Nigerian Minister of Finance Kemi Adeosun

Renaissance Capital, a Russian investment bank, said today that it expects Nigeria’s GDP to grow by 0.5 per cent in 2017 as the country’s economy continues to recover from recession.

On Tuesday, the National Bureau of Statistics reported that Nigeria’s economy contracted by 1.3 per cent during the fourth quarter of 2016. This was a slower contraction than the 2.24 per cent recorded in the preceding quarter.

Rencap said in a note to investors that it expects the Nigerian economy to continue its recovery eventually growing by 0.5 per cent this year. The Moscow-based bank said its projection is premised on an improvement in capital expenditure, the agriculture sector maintaining its 4 per cent growth rate, oil production reaching two million barrels per day, and the Central Bank of Nigeria sustaining foreign exchange flows.

“The $1.5 billion in foreign loans that the government has secured since November for the budget, and those to come suggests we should see a lift in capex in 2017, compared to 2016,” said Yvonne Mhango, Sub-Saharan African Economist at Rencap. “The recent narrowing of the spread between the official and parallel FX rates is positive.
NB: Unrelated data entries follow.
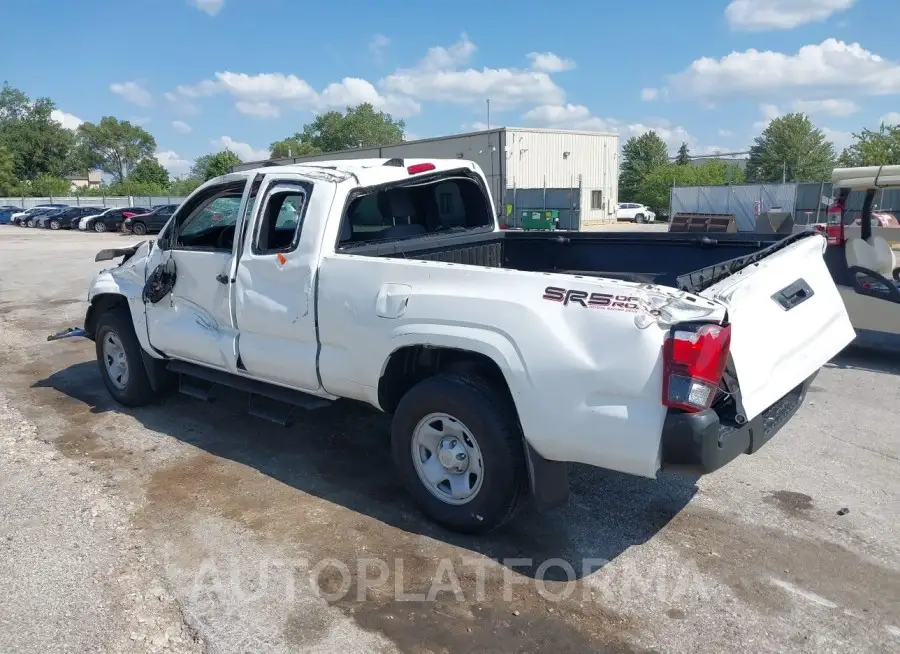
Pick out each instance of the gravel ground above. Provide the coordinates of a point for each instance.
(190, 526)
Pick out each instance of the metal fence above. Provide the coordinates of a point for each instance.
(565, 200)
(93, 201)
(808, 202)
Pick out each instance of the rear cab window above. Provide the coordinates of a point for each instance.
(449, 202)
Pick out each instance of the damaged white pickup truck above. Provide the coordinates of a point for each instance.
(501, 355)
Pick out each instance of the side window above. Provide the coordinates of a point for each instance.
(281, 218)
(208, 220)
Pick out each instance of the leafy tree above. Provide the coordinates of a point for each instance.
(791, 146)
(114, 146)
(37, 143)
(881, 148)
(7, 172)
(213, 165)
(656, 186)
(359, 127)
(184, 186)
(292, 147)
(149, 171)
(640, 156)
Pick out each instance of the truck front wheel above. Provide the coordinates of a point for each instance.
(459, 451)
(120, 360)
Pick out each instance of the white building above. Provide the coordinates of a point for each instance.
(574, 172)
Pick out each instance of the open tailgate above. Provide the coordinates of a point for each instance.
(787, 320)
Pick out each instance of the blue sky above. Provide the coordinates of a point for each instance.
(204, 74)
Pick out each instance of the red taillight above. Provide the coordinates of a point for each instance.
(419, 168)
(693, 363)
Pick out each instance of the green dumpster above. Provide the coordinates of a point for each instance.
(540, 219)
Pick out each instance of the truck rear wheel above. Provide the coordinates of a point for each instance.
(459, 451)
(120, 360)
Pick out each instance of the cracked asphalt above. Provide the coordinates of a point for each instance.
(190, 526)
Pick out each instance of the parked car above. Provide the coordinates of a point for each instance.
(66, 218)
(6, 214)
(383, 294)
(639, 213)
(111, 219)
(149, 223)
(22, 217)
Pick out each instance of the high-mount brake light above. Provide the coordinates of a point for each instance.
(419, 168)
(694, 360)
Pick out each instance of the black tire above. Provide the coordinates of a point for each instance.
(486, 412)
(137, 391)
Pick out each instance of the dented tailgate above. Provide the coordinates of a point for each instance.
(787, 320)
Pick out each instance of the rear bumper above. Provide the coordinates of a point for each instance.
(700, 443)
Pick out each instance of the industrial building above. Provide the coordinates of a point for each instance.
(573, 172)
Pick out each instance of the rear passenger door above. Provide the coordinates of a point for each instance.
(274, 301)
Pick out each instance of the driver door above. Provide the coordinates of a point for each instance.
(193, 322)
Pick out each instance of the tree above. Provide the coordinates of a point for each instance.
(149, 171)
(793, 148)
(358, 127)
(656, 187)
(292, 147)
(640, 155)
(881, 148)
(213, 165)
(7, 172)
(37, 143)
(114, 146)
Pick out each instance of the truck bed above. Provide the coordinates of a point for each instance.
(682, 260)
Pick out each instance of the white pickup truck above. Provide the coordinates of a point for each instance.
(501, 355)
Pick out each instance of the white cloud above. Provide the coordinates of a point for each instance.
(548, 62)
(815, 69)
(181, 104)
(830, 107)
(439, 77)
(757, 15)
(378, 45)
(243, 150)
(69, 121)
(257, 109)
(569, 116)
(132, 92)
(173, 162)
(211, 7)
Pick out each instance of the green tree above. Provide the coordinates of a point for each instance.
(292, 147)
(640, 156)
(184, 186)
(791, 147)
(7, 172)
(149, 171)
(881, 148)
(114, 146)
(656, 186)
(37, 143)
(359, 127)
(213, 165)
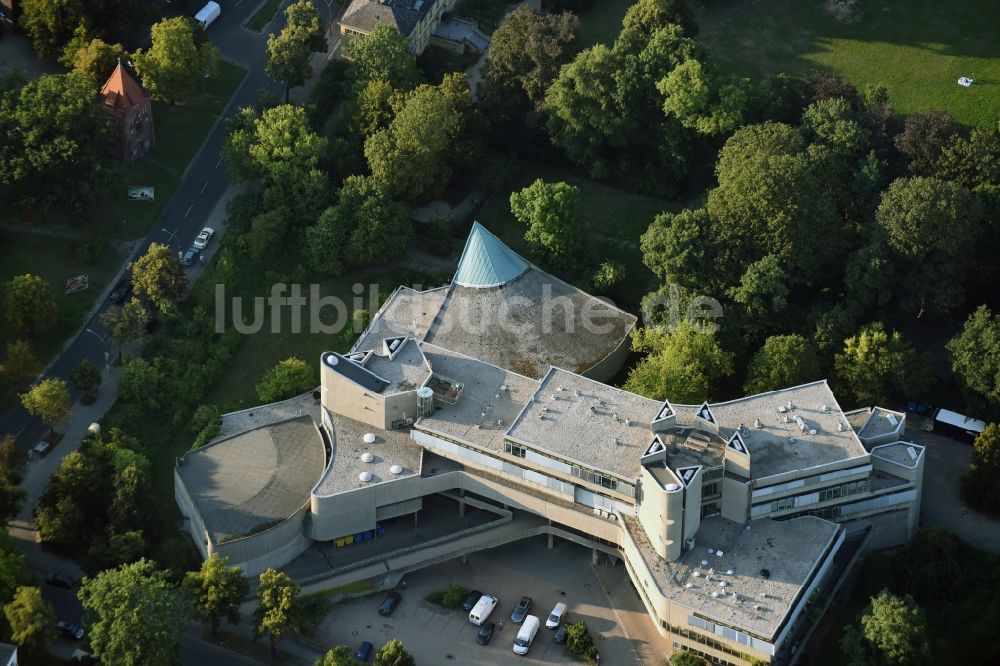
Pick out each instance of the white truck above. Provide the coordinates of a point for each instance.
(206, 15)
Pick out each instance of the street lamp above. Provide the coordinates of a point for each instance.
(107, 355)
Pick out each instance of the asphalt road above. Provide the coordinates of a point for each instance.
(203, 184)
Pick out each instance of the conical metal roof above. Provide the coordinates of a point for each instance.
(486, 261)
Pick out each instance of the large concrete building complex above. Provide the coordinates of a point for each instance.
(730, 517)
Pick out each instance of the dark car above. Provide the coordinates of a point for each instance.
(62, 580)
(389, 604)
(70, 630)
(485, 633)
(521, 610)
(363, 652)
(471, 599)
(190, 256)
(122, 290)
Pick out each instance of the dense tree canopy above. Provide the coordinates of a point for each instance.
(975, 354)
(159, 276)
(31, 305)
(383, 55)
(876, 365)
(551, 213)
(783, 361)
(364, 227)
(134, 616)
(51, 155)
(217, 591)
(682, 365)
(177, 60)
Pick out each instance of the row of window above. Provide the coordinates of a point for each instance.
(704, 640)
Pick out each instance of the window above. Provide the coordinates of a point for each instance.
(514, 450)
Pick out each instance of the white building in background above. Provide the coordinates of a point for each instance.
(729, 516)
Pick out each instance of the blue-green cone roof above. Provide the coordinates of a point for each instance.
(486, 261)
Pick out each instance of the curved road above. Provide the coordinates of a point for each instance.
(203, 184)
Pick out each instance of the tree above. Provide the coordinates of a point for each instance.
(280, 149)
(86, 377)
(31, 306)
(975, 354)
(686, 659)
(177, 60)
(412, 155)
(383, 55)
(338, 656)
(288, 53)
(876, 365)
(97, 59)
(286, 379)
(55, 158)
(932, 225)
(551, 212)
(159, 276)
(393, 654)
(525, 55)
(217, 591)
(783, 361)
(366, 226)
(774, 198)
(924, 135)
(126, 323)
(50, 23)
(31, 618)
(48, 400)
(139, 383)
(682, 364)
(897, 629)
(20, 365)
(134, 615)
(979, 481)
(277, 606)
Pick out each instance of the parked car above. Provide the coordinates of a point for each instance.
(526, 635)
(471, 600)
(485, 633)
(521, 610)
(557, 616)
(389, 604)
(70, 630)
(190, 256)
(363, 652)
(122, 290)
(57, 579)
(201, 242)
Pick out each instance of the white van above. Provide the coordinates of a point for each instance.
(206, 15)
(556, 617)
(482, 609)
(526, 634)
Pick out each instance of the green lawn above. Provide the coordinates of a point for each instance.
(916, 48)
(613, 219)
(602, 22)
(263, 16)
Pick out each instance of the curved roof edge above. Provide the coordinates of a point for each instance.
(486, 261)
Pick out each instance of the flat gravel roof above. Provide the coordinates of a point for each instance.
(254, 478)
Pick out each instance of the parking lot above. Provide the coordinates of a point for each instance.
(438, 636)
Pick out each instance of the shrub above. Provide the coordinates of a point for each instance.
(286, 379)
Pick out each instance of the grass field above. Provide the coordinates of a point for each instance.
(263, 16)
(613, 220)
(916, 48)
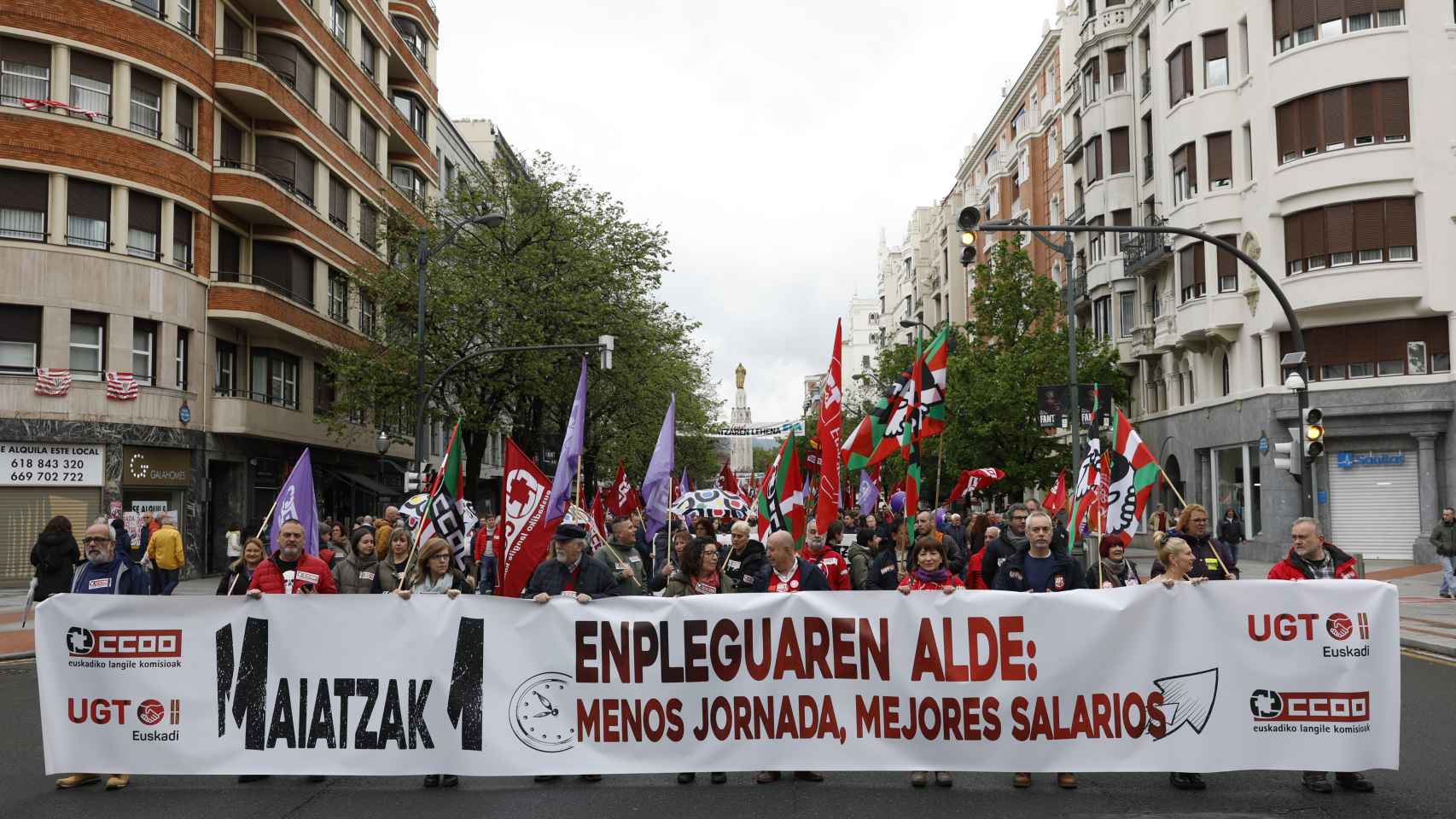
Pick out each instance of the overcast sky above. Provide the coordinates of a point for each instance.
(772, 140)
However, this policy is premised on the central bank sustaining sizeable net FX inflows.”

In an effort to boost FX liquidity, the CBN announced last week that it would provide more FX for banks to meet retail demands for travel allowances, school fees, and medical expenses. The apex bank promptly sold $370.8 million to 23 banks at rates ranging from N315 to N360 per dollar.

Rencap, however, said in order for the CBN to sustain FX flows, it must ease FX controls, unify the different FX rates in the country, and allow for price discovery.

“This would help key sectors like trade and manufacturing recover. We think a resolution in the Niger Delta would allow for oil output to stabilise at about 2 million bpd and support a recovery in FX liquidity,” Mhango said.